New Post
Okay, I will do a new post, to keep this space active. New post, not a post in the new cabinet. No, no. But a post, something beyond the kinds of posts people often talk about when they say post. There is post as in post office: that I can work with--I carry stamps in my wallet always. I used to post a lot of manuscripts to journals, and they would require a SASE in order to post back the responses. And if they indeed posted something back to me, it was likely to be a rejection, because for submissions, the good news often comes as a phone call, and lately, via email. I don't post manuscrupts by snail mail anymore. I only email, or upload it in their dropbox, and they still post when they respond, they often post a standard rejection, which then generates an email. I don't like this type of post, which deals with letters or manuscripts.
Lamp post. There are no lamp posts in Mototi, but a few homes glow at night--two or three homes that have electricity, and the owners are proud. One of them, a common fixture at the local bottle store, told me that he rents his city house and makes a living that way, plus he gets checks for his retirement. I told him he lived a life more way more comfortable than mine, a dream life, the Mototi Dream.
The secondary school I attended, still named Gwavachemai (mispelled by Cambridge on my certificate as Gwvchemai), has a planted a post at the turn-off from the Zvishavane-Murowa road which passes by Mototi Primary School (which I attended too). This post shows a sign with the secondary school's name, spelled correctly. The school also has electricity, courtesy to Murowa Diamond Mine. So teachers now do electronic things: they can, for instance, use computers, and when the computer lab finally arrives, perhaps they can post grades online, and their students would go to the computer lab and check grades. But who knows, with more homes getting electrified, if the grid for the area increases, and somehow the US dollar gets in the wallets of these village folks, students may begin to be able to view the posted grades from home, that is, if they get to have laptops, and a connection to the internet. Or some already may be able to do so, through their phones, if they can afford bundles of web minutes, and phones that are smart. But I didnt see many smart phones when I was in Mototi last time. So the post that really dominates the area, is the vacant post of technology, which needs first to be established as new, and be occupied by a new person, or entity, who or which ensures that the it leads to a diversification of posts.
New post. This is a new post, to keep this space going. A post can also be the process of posting. A message though a phone, a text message even. Like the one recently posted by my niece in Mototi, a short three-line message bearing three words: I was divorced. A short message that can easily fit on a plackard, to post by the road side, or outside the home, declaring that the reason she's back home is things didn't work with her husband. She's now posted at home, bound to turn out indolent,or change her life. That's not the kind of post I have in mind, yet it exists in the mind.
Then there's this kind of post, a sort of warm up to the process of writing; when you can't think of anything to write, but you set out to post something anyway. You realize as you post something that the writing you dreaded is already happening, and before long, you are on the road again.
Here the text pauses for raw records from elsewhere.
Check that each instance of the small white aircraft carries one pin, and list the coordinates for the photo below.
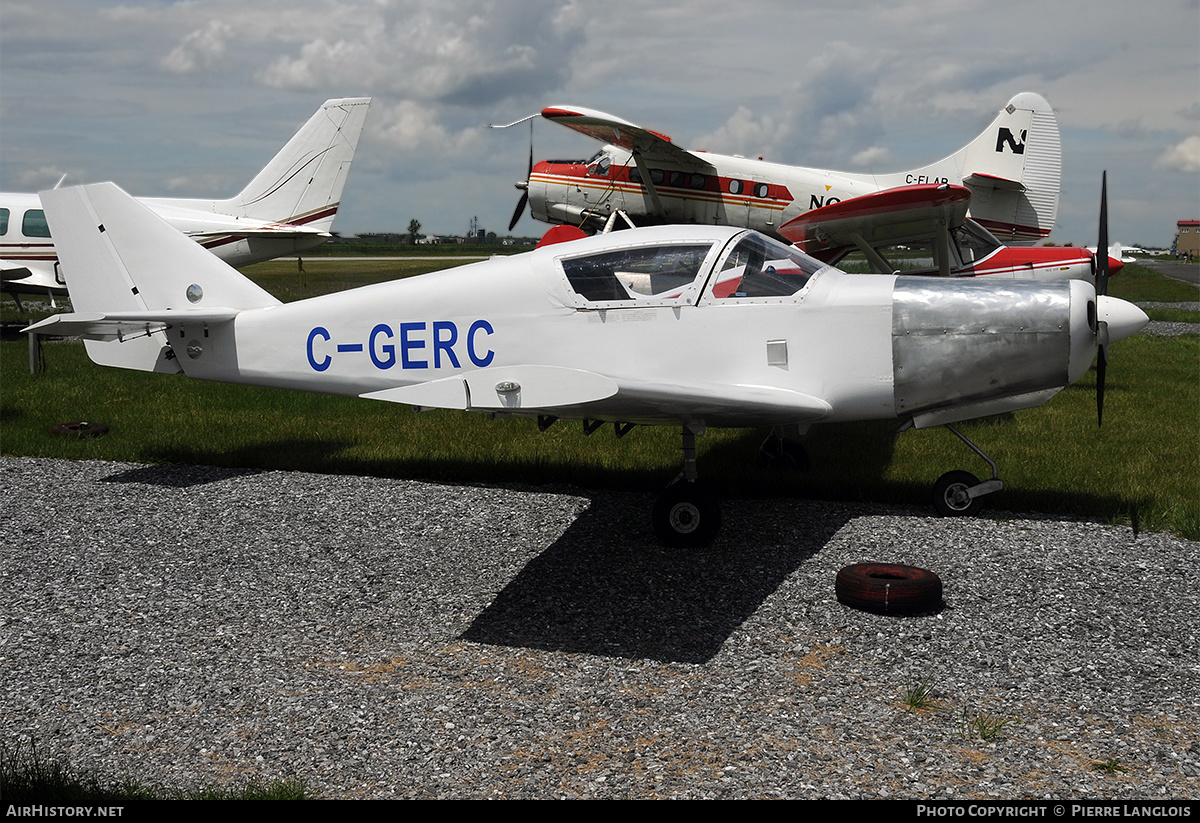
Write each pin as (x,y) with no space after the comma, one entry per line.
(684,325)
(1012,174)
(286,209)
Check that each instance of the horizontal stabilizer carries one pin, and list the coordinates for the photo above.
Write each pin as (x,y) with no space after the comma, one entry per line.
(991,181)
(893,216)
(125,325)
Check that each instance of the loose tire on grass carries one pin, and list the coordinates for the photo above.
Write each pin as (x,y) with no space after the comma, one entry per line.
(886,588)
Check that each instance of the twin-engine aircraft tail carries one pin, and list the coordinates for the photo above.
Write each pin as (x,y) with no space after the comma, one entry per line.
(303,184)
(1013,169)
(132,278)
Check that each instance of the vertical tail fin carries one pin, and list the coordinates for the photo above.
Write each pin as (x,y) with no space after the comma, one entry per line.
(1013,169)
(131,277)
(303,184)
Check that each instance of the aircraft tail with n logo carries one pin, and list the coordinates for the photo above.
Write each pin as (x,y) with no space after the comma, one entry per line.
(1013,169)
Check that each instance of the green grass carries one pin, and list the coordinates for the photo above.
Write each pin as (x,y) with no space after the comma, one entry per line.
(287,282)
(1138,283)
(987,727)
(919,697)
(1141,467)
(1173,316)
(28,778)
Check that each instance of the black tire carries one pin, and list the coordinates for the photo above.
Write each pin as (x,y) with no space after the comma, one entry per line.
(687,516)
(951,498)
(886,588)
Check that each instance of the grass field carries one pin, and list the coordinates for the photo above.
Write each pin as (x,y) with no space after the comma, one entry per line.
(1143,466)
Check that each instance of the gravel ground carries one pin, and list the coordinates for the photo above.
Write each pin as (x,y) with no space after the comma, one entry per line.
(381,638)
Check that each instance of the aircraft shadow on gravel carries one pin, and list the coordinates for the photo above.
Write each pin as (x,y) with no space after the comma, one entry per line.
(607,588)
Lamp post. There are no lamp posts in Mototi, but a few homes glow at night--two or three homes that have electricity, and the owners are proud. One of them, a common fixture at the local bottle store, told me that he rents his city house and makes a living that way, plus he gets checks for his retirement. I told him he lived a life more way more comfortable than mine, a dream life, the Mototi Dream.
The secondary school I attended, still named Gwavachemai (mispelled by Cambridge on my certificate as Gwvchemai), has a planted a post at the turn-off from the Zvishavane-Murowa road which passes by Mototi Primary School (which I attended too). This post shows a sign with the secondary school's name, spelled correctly. The school also has electricity, courtesy to Murowa Diamond Mine. So teachers now do electronic things: they can, for instance, use computers, and when the computer lab finally arrives, perhaps they can post grades online, and their students would go to the computer lab and check grades. But who knows, with more homes getting electrified, if the grid for the area increases, and somehow the US dollar gets in the wallets of these village folks, students may begin to be able to view the posted grades from home, that is, if they get to have laptops, and a connection to the internet. Or some already may be able to do so, through their phones, if they can afford bundles of web minutes, and phones that are smart. But I didnt see many smart phones when I was in Mototi last time. So the post that really dominates the area, is the vacant post of technology, which needs first to be established as new, and be occupied by a new person, or entity, who or which ensures that the it leads to a diversification of posts.
New post. This is a new post, to keep this space going. A post can also be the process of posting. A message though a phone, a text message even. Like the one recently posted by my niece in Mototi, a short three-line message bearing three words: I was divorced. A short message that can easily fit on a plackard, to post by the road side, or outside the home, declaring that the reason she's back home is things didn't work with her husband. She's now posted at home, bound to turn out indolent,or change her life. That's not the kind of post I have in mind, yet it exists in the mind.
Then there's this kind of post, a sort of warm up to the process of writing; when you can't think of anything to write, but you set out to post something anyway. You realize as you post something that the writing you dreaded is already happening, and before long, you are on the road again.